The walk back to Lenina’s house was longer than I remembered and I ended up being 15 minutes late and was promptly scolded like I was back in primary school and I was late home for dinner, though the roses that I brought as a gift helped soften the scolding. It is funny that even though Lenina spoke only in Russian, I knew exactly what she was saying. She then bundled me into her son’s house slippers (all Russians take their shoes off when entering the house)and taken into the kitchen, where pretty much all the cooking had already been done. The chicken in milk and garlic was in the oven and the local river fish in butter was already in rammikins.

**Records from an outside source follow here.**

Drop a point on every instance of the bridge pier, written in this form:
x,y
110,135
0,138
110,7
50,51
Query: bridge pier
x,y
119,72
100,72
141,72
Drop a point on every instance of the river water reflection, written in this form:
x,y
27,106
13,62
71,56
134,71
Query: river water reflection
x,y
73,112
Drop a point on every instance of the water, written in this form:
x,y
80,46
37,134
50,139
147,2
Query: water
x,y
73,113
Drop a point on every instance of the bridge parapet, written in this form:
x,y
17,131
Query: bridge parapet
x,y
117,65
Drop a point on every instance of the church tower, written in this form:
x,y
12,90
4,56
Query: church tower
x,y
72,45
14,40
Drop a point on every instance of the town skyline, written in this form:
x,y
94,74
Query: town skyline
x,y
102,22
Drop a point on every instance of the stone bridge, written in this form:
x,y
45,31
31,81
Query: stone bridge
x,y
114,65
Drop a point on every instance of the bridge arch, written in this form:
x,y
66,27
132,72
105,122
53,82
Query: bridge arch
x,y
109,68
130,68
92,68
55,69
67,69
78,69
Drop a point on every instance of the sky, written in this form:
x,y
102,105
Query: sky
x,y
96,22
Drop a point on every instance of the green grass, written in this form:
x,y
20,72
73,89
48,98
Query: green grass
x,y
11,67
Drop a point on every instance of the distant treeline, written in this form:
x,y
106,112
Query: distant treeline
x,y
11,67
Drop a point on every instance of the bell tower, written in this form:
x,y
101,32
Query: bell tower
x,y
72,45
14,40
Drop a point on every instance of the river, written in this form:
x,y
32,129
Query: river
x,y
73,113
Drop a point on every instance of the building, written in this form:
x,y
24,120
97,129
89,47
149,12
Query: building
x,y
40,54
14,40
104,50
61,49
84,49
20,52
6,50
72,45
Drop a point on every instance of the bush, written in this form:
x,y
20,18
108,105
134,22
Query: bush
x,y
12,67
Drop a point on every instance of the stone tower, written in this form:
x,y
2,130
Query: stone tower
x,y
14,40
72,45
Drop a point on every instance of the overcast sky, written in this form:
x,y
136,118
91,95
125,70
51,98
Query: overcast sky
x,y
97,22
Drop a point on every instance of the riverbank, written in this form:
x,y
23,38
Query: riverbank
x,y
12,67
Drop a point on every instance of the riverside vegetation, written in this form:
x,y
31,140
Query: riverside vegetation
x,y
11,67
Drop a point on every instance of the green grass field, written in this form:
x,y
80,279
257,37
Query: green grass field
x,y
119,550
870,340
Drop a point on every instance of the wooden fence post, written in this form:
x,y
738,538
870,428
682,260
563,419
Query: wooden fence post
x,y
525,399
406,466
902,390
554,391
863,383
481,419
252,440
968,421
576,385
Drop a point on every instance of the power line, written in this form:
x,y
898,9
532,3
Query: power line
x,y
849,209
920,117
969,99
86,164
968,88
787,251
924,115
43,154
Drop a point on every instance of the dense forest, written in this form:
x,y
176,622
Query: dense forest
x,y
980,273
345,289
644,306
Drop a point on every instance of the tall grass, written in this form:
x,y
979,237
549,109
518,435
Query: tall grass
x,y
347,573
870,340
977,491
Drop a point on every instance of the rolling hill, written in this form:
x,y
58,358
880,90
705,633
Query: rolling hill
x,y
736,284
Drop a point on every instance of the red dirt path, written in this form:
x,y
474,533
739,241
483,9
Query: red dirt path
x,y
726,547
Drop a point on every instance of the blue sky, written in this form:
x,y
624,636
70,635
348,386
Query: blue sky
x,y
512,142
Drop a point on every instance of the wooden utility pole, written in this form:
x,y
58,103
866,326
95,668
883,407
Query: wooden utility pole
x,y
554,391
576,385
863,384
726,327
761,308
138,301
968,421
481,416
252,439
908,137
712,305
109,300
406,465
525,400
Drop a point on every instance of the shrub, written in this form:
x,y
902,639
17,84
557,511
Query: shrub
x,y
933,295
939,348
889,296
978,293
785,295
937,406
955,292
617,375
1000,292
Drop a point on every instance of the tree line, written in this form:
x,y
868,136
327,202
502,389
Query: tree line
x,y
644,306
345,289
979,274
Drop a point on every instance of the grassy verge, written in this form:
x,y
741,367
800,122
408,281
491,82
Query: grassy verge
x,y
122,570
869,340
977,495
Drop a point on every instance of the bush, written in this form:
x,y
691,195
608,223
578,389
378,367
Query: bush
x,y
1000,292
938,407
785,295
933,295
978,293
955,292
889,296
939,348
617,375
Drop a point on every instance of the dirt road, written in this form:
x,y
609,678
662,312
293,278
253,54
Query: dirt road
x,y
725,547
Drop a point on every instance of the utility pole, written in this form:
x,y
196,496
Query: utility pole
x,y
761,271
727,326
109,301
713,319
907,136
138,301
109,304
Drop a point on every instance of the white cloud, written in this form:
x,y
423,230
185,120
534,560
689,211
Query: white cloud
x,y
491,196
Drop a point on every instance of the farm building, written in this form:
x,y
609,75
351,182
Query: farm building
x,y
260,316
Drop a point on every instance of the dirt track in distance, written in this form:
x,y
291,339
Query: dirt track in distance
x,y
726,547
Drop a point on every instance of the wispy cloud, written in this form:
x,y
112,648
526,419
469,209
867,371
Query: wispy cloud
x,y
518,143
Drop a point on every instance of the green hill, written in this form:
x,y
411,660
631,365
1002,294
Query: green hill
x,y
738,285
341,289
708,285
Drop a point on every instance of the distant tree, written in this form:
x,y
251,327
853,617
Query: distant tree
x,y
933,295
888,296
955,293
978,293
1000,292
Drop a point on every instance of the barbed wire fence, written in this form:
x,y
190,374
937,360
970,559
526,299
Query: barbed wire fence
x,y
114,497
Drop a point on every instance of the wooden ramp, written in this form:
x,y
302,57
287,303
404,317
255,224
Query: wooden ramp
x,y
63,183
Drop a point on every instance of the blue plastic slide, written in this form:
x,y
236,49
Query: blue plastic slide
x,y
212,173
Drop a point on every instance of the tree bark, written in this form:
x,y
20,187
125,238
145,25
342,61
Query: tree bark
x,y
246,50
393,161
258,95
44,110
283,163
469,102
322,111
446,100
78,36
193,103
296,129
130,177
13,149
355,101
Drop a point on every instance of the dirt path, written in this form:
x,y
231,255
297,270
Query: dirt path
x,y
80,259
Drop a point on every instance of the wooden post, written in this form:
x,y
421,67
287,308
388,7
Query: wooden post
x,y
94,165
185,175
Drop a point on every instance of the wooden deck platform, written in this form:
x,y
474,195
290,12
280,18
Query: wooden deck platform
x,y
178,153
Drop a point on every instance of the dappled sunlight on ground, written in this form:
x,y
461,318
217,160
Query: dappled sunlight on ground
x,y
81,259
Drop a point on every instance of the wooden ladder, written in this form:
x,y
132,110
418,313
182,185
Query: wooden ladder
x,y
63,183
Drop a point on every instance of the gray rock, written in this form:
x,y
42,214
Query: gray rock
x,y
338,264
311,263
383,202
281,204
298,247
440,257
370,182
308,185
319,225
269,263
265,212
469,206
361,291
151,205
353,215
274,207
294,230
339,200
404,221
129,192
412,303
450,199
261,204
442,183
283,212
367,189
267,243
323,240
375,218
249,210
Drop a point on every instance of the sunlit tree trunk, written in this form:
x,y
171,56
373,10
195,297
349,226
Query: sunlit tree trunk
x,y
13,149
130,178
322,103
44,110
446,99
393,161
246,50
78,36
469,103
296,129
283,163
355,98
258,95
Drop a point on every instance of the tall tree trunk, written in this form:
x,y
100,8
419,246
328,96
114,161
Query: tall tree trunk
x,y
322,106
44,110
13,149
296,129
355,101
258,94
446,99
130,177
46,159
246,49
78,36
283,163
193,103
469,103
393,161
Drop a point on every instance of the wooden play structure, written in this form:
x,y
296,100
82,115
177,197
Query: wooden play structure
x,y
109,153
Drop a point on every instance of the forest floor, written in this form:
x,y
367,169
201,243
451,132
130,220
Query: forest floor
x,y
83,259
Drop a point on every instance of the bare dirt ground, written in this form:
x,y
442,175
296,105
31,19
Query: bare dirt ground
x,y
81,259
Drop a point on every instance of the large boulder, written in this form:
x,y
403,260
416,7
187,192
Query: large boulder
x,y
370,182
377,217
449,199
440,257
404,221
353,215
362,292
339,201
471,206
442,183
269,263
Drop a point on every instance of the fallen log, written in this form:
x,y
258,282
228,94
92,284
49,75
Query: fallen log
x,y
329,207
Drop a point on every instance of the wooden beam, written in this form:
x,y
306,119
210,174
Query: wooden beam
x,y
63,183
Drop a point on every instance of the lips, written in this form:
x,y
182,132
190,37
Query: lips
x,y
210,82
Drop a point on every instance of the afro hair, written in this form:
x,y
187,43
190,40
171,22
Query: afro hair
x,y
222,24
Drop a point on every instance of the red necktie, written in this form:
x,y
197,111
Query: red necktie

So pretty much all this left was to drink vodka
and talk. And this we did in spades. Lenina speaks about two words of English and I speak about two words of Russian, but even for that we had a great talk. We also wandered around her garden, where everything was ripe for picking. She showed me the new building that she was erecting out the back, which was a banya (combination bathhouse and sauna) with an upstairs bedroom. I was shown the wedding album from her son and daughter-in-law, which was quite cool. It turns out that her son is the manager of the local bank and so will likely end up being one of the most important men in town. And like me, her mother had taught her how to cook.
I was also trusted with some critical parts of the cooking: I stirred the mayonnaise into the potato salad, I took the chicken out of the oven and put in the fish and I got to cut the lemon into slices to be used as a chaser to the vodka shots. So I am told, after doing a shot, you suck on the lemon, which has pepper sprinkled on it and it is supposed to stop
a hangover. I guess that this would work, but since I had done seven shots before everyone got there for dinner 90 minutes later, I cannot be sure.
Dinner was delicious, with more shots being passed around and merriment had by all. At the end of the evening, after big hugs all round, I managed to safely walk the two kilometers home. I am pretty sure that if I had have gone to bed at this point, all would have been well. However, we cracked out the mead, for which Suzdal is famous, and everyone had a sample. The first one was 5% alcohol and the second 8%, with the lower proof version being much tastier. Even at this point, I probably would have been OK, but then Pat cracked out a half bottle of vodka that he wanted to finish before leaving town, so it was another shot before bed, and that was killed me.
Let’s just leave it that the bus ride to Moscow in the morning was not pleasant.